Journal des Débats, t. XVI, n° 570, p. 2.


M. Robespierre a posé la question en ces termes : les preuves, les dépositions des témoins sur lesquelles les Juges asseoient les jugemens qui décident du sort des accusés, doivent-elles être fixées par l’écriture, ou ne doivent-elles être que des sons passagers de paroles fugitives qui, de la bouche des témoins, vont expirer dans l’esprit et dans le cœur des Juges ? Cette question ne peut être résolue sans remonter au véritable principe de toute institution judiciaire. En général, la procédure criminelle n’est autre chose que les précautions prises par la Loi contre la foiblesse ou les passions des Juges. Loin de considérer les Magistrats comme des êtres abstraits ou impassibles dont l’existence individuelle est parfaitement confondue avec l’existence publique, on sait que de tous les hommes, ce sont ceux que la Loi doit surveiller et enchaîner avec le plus de soin, parce que l’abus du pouvoir est le plus redoutable écueil de la foiblesse humaine.

Le Législateur se trouve placé dans un cas bien différent du Juge ; ce seroit une grande erreur de les comparer. Le Législiteur est exempt de passions et de partialité, parce qu’il statue sur les choses par les loix générales, et non sur les individus par des décisions particulières ; c’est à lui de diriger le Juge par des règles constantes. M. Robespierre est entré dans l’énumération de ces règles qui sont à la fois la sûreté de l’accusé et celle du Juge.

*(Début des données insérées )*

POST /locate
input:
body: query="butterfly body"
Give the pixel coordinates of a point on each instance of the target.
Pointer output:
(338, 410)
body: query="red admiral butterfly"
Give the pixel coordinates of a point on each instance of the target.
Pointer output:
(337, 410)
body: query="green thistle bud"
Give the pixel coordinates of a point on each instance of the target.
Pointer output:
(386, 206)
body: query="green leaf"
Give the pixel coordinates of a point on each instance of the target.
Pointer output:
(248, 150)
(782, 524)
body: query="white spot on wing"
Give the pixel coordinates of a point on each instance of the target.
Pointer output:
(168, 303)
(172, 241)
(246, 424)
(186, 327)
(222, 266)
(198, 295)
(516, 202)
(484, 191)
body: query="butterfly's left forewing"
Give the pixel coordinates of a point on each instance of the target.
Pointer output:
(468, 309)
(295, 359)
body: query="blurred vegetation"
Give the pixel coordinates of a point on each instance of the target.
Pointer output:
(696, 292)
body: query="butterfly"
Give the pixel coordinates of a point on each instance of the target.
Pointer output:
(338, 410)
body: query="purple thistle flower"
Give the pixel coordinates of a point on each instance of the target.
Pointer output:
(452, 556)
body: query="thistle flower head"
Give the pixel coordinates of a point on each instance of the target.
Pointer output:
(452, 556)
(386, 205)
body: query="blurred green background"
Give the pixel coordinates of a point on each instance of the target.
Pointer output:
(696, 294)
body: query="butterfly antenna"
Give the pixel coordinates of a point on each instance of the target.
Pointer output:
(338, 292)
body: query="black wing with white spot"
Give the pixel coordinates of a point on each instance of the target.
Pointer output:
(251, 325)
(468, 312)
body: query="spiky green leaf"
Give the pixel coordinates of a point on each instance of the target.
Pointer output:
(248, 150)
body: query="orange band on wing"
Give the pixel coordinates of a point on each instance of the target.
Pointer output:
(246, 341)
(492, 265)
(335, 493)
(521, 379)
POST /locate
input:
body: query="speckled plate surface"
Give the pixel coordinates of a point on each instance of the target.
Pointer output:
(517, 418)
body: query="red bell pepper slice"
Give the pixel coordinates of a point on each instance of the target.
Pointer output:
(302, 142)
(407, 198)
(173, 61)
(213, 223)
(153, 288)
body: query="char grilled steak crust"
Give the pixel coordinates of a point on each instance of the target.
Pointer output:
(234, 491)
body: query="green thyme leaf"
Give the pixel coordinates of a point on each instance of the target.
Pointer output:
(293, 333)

Il a particulièrement insisté sur ces expressions mémorables, et d’une justice éternelle qu’emploie la Loi : Vous ne condamnerez personne si vous n’avez des preuves plus claires que le jour.

La Loi a même déterminé le genre de preuves sans lequel il ne leur est pas permis de condamner, quelle que fût la force de leur présomption intérieure ; il n’y a que le génie du despotisme qui puisse imaginer de suppléer à cela par la seule opinion, par les seules affections des Juges ; point de preuves légales sans l’écriture ; c’est elle qui atteste, qui consacre que les formes prescrites par la Loi ont été remplies, sans elle il n’y a plus qu’incertitude, obscurité arbitraire et despotisme.

Il faut donc qu’à la preuve matérielle que la Loi demande, se

  1. Texte reproduit dans le Moniteur, VII, 35-36, et les Arch. parl., XXII, 10.